Resultan inofensivos, a no ser cuando empiezan a hablar sobre ellos mismos. En ese caso es mejor alejarse, pues se ha reportado que “chupan la vida” y “generan un cansancio horrible”. Por lo demás, pueden servir de entretenimiento los días de lluvia y tortas fritas, cuando deciden hacer gala de su “cultura”, tenazmente adquirida en libros ingeridos apresuradamente y al escuchar diálogos ajenos.
Este sujeto tiene cura, pero no se la conoce muy bien. Como paliativo se recomienda una buena actuación que lo haga sentir valedero pero no exageradamente apreciado, un buen plato de comida y algo de afecto sumado a mucha paciencia (no dejará de repetir, en los momentos menos esperados, que usted algún día lo va a cagar) y alguna trastada ocasional para dejarlo contento. Un regalo por año entregado en fecha no-festiva lo dejará callado por una semana. Se recomienda no intentar comprender más de lo que dice claramente ni tratar de hacer que se sientan conformes.

10 De un rostro poco noble

Atilio había alcanzado esa edad en que los números ya no dicen nada, y el rostro ya no coincide con los números. Así que su edad no importa. Tenía nietos inexpertos que no superaban los siete años, un colega pragmático y varias horas de trabajo como profesor. Y, como casi todas las personas, un rito que cumplía desde años inmemoriales que vivificaba su rostro marchito e infundía animación a la monotoneidad que encarnaba en su persona. Era un rito que hubiera querido abandonar para siempre, pero no podía. No mientras los espejos estuvieran en los baños y su rostro presentara ese rasgo característico.
El cristal le devolvió el reflejo de la baba en la comisura de los labios. Atilio la limpió con una mano perezosa. Sus nietos menores siempre lo interrogaban al respecto; los mayores, más prejuiciosos, observaban el rastro blanquecino con poca simpatía, asqueados de eso que tanto les hacía recordar la deliciosa infancia de mocosos que hacía tan poco tiempo habían dejado atrás. Atilio enjuagó sus manos lentamente y después mojó su cara deformada por la edad, procurando no empapar los mechones de cabello que nacían en la frente.
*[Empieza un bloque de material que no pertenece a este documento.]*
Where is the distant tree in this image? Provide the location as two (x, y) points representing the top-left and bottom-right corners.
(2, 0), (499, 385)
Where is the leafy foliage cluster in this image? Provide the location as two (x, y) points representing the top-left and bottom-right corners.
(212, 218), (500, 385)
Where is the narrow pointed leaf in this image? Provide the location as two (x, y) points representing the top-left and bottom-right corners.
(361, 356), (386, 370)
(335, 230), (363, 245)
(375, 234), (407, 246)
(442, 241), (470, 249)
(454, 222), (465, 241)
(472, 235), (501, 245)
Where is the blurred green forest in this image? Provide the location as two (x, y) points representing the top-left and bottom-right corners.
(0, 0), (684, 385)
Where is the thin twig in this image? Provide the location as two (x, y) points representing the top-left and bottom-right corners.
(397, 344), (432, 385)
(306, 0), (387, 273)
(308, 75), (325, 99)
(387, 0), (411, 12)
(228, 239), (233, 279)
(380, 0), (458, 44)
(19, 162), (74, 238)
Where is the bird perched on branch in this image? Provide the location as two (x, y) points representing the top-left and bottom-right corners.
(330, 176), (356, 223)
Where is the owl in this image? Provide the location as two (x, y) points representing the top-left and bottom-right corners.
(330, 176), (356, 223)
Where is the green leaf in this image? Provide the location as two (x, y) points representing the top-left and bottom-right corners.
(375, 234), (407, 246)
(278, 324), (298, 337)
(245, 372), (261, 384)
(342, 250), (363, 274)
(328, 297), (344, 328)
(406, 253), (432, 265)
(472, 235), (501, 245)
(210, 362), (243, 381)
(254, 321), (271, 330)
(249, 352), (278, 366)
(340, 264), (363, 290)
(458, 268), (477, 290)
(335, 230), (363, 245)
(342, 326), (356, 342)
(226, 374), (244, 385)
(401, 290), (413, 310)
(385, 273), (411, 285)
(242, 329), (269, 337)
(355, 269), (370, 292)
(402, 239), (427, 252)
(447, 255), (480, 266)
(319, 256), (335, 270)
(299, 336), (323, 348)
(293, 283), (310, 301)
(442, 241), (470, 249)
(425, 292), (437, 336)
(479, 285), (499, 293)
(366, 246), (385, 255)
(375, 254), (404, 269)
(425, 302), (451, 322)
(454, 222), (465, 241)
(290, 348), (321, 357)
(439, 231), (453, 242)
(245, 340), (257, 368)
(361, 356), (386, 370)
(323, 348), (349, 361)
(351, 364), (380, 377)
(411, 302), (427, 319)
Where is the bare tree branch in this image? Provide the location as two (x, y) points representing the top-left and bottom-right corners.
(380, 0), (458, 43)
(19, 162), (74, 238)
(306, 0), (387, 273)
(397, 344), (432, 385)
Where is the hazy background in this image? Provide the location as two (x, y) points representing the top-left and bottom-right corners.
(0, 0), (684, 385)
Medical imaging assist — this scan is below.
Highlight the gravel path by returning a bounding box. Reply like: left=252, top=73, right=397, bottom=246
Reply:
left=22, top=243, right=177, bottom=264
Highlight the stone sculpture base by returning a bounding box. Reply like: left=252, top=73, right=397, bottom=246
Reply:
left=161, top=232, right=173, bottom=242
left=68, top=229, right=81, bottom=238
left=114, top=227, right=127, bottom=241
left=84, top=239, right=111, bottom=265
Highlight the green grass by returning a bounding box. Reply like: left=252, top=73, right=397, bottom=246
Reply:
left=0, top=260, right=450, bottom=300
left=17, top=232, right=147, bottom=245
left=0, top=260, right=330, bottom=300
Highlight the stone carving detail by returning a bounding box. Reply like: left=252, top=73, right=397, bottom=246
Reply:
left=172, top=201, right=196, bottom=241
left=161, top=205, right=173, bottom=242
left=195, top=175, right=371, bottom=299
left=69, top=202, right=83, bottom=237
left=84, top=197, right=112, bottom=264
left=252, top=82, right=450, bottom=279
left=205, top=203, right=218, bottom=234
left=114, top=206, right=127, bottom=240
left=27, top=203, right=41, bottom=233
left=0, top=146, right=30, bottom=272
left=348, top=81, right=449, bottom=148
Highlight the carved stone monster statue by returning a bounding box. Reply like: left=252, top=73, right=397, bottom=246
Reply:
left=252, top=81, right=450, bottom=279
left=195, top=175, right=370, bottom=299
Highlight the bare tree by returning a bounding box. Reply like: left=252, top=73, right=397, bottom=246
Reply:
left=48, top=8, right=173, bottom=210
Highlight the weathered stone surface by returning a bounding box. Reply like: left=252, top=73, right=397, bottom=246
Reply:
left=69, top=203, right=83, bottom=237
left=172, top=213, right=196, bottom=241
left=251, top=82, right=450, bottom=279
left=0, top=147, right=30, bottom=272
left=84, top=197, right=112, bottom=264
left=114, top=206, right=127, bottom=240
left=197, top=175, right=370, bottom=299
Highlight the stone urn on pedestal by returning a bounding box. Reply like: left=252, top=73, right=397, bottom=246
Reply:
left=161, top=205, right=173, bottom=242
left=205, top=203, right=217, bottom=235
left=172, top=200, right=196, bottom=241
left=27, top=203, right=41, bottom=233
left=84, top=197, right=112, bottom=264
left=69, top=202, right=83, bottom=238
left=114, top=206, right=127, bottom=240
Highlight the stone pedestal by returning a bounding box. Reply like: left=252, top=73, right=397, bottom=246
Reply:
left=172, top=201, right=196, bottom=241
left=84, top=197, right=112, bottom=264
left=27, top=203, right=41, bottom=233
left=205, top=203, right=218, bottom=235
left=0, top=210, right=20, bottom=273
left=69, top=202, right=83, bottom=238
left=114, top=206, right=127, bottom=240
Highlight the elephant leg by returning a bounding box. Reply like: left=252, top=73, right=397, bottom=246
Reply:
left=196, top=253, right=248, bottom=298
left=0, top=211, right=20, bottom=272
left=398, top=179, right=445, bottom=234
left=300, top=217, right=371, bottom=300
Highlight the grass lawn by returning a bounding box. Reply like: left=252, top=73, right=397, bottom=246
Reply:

Dejó que las gotas chorrearan y cayeran en la pileta mientras secaba sus manos con la toalla. Después apoyó el trapo en su cara. Cuando volvió a enfrentarse al espejo, no quedaban rastros de la baba de la que se reían sus alumnos y que miraban con poco disimulo sus colegas. No hizo ruido alguno; sólo pestañeó.
Atilio no recordaba cuándo había visto la baba por primera vez en el espejo, pero sí tenía muy presente los sentimientos que lo habían invadido. Eran los mismos que lo asaltaban cada vez que abría la puerta de un baño, una mezcla de mínima esperanza y una oleada de resignación que se traducían en unas inaprensibles gesticulaciones neuróticas. Si alguno de sus conocidos hubiera podido observar su expresión en ese momento, habría visto algo extraño y oculto a los ojos del mundo, tanto, que hubiera hallado a Atilio irreconocible. Luego lo habría reencontrado en lo parsimonioso de sus acciones y la monotonía que exudaba su ser. Atilio, ante los ojos de ese conocido, habría vuelto a dejar de ser interesante en unos segundos, los mismos segundos que habría tardado en escaparse la animación de su cuerpo flaco y espigado.
Pero Atilio no habría permitido que un extraño (todos son extraños ante nuestros más grandes secretos) observara el rito. Podía soportar su rostro poco noble, su baba infame, sus divagues y lo monótono de su voz opaca; podía soportar las risas de sus alumnos y las miradas de sus colegas, la ingenuidad con que sus nietos cuestionaban y sentían asco. El tormento que esa baba viva, delatora y cruel le infundía debía permanecer oculto. Por eso Atilio sólo la limpiaba en soledad. El uso de un pañuelo no era una alternativa.